May the road rise to meet you.
- An Irish blessing

** and **

May you live and be healthy to 120 years.
- A Jewish blessing

        Love Love Kiss Kiss,

new family
At Aaron's 2012 Bar Mitzvah we have in the front row from viewer's left -
Daniel, Aaron, Julianna with husband Andrew and son Sage Wesley; Moshe, Rebekah with daughters
Isabella (standing) and Dana Marie (in her arms). Back row (again viewer's left to right) -
Rachel with husband Mike and daughter Alyena; Dana's mother Pauline, Blossom, Adam, Dale and Dana.

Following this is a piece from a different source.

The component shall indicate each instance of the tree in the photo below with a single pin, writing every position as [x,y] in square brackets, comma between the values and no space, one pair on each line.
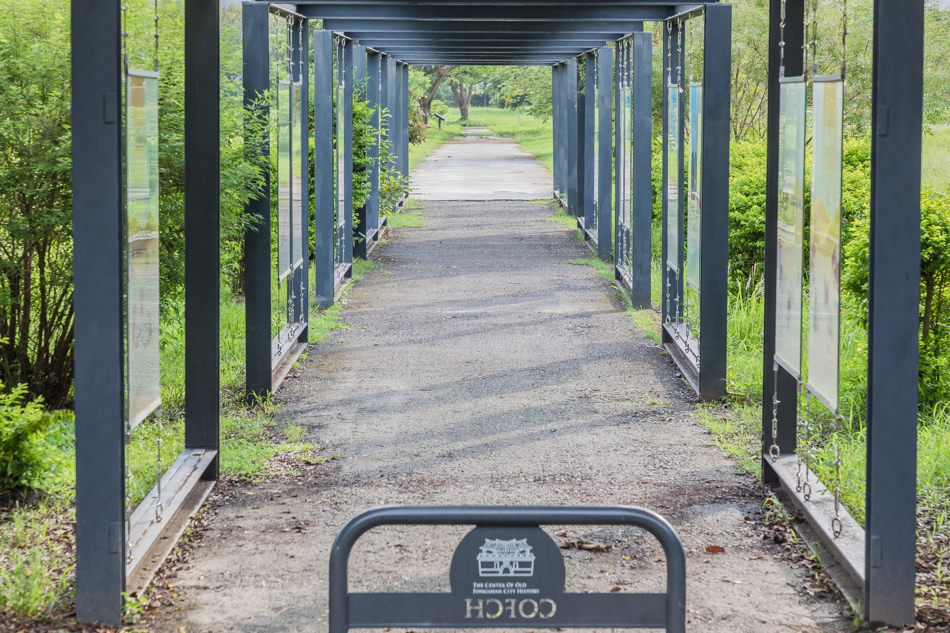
[463,83]
[428,84]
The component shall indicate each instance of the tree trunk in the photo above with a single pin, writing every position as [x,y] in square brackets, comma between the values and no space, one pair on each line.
[425,101]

Electronic Family Album Hanukkah 2014

Addendum (by Adam)

It is wholly fitting that I created and refined this web page while seated at Grandpa's desk where he wrote innumerable sermons for his congregation. From here I have written enough to fill volumes of books, yet nearly all of it in electronic format for benefiting an eclectic subset of the climbing community.

The intended audience has changed radically, yet the desire to share knowledge for the greater good remains intact.